Des contrats de consommation multiples et coûteux

Publié le 24 janvier 2023

 

Petit panorama des vertus de  l’infidélité

La résilience… Un bien joli mot, très à la mode. Quand les difficultés s’accumulent, il faudrait s’adapter, vivre avec, accepter… Et si au lieu de ça, on plaquait tout pour voguer vers d’autres horizons. En matière de contrats de consommation, on ne parlera pas de séparation bien sûr, on parlera de résiliation.

Résilier des contrats, les professionnels savent le faire. Des exemples ? Si vous avez des accidents non responsables à répétition, votre assureur risque bien de vous signifier la fin de votre contrat, tant pis pour vous, il n’est pas de bon ton d’avoir ainsi la « poisse ». Le meilleur des assurés ne serait-il pas celui qui paie rubis sur l’ongle sans jamais de sinistre à déplorer ! Plus récemment, ce sont les fournisseurs d’énergie qui se séparent de vous, allez voir la concurrence ! Il semble loin le temps où les professionnels aimaient se faire « oublier », enfin, nous faire oublier le terme de nos contrats, leurs dates « anniversaire ».

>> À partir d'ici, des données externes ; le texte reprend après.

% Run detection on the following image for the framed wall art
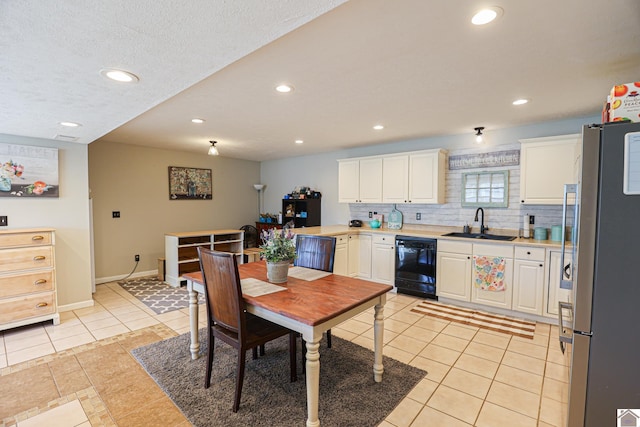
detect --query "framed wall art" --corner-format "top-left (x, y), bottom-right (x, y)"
top-left (0, 143), bottom-right (59, 197)
top-left (169, 166), bottom-right (213, 200)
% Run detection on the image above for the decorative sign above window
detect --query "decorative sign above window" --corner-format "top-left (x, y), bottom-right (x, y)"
top-left (461, 171), bottom-right (509, 208)
top-left (0, 144), bottom-right (59, 197)
top-left (449, 150), bottom-right (520, 170)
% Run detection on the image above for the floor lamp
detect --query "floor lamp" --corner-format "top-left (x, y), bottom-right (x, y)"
top-left (253, 184), bottom-right (264, 221)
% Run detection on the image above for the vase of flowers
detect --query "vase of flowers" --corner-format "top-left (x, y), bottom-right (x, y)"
top-left (260, 228), bottom-right (296, 283)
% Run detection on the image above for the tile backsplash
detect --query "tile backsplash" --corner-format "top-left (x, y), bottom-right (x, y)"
top-left (349, 143), bottom-right (572, 232)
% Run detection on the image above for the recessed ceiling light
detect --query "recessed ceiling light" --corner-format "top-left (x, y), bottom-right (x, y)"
top-left (471, 6), bottom-right (502, 25)
top-left (100, 68), bottom-right (140, 83)
top-left (60, 122), bottom-right (81, 128)
top-left (276, 85), bottom-right (293, 93)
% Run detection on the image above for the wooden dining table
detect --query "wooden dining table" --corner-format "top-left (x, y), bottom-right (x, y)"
top-left (182, 261), bottom-right (393, 427)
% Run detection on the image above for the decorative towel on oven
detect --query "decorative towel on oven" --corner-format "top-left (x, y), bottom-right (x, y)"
top-left (473, 255), bottom-right (505, 292)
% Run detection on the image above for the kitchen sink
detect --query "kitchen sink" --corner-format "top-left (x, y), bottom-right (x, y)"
top-left (443, 231), bottom-right (516, 240)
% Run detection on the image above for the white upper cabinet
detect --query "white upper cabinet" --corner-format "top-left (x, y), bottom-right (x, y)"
top-left (382, 149), bottom-right (446, 203)
top-left (338, 157), bottom-right (382, 203)
top-left (520, 134), bottom-right (581, 205)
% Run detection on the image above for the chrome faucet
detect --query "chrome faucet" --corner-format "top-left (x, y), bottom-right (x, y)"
top-left (473, 208), bottom-right (489, 234)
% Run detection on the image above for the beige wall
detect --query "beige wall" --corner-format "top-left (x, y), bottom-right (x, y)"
top-left (0, 134), bottom-right (93, 311)
top-left (89, 141), bottom-right (260, 283)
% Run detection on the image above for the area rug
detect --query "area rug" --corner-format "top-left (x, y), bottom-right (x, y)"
top-left (131, 329), bottom-right (427, 427)
top-left (118, 277), bottom-right (204, 314)
top-left (411, 301), bottom-right (536, 339)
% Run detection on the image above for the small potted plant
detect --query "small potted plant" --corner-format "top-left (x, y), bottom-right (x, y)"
top-left (260, 228), bottom-right (296, 283)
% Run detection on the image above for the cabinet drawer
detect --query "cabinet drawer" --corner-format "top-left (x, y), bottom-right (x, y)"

La durée d’un contrat est toujours une information capitale pour un consommateur, et il conviendra de lire avec attention les conditions générales qui nous sont soumises afin de vérifier ce point particulier. Il nous faut connaître le terme de nos contrats. Les contrats à « durée déterminée » sont par exemple, les contrats de prêt. Vous vous engagez sur 36 mois, 48 mois … voire plus pour un contrat de prêt immobilier. Le terme est fixé et l’engagement prendra fin sans qu’il soit utile de manifester notre volonté. Si d’aventure, il n’y a pas de terme, nous voilà face à un engagement « à durée indéterminée ». Celui-là aura l’avantage de permettre un désengagement et les conditions pour le faire seront précisées car nous ne pouvons pas être engagé « à vie ». Les contrats perpétuels sont nuls.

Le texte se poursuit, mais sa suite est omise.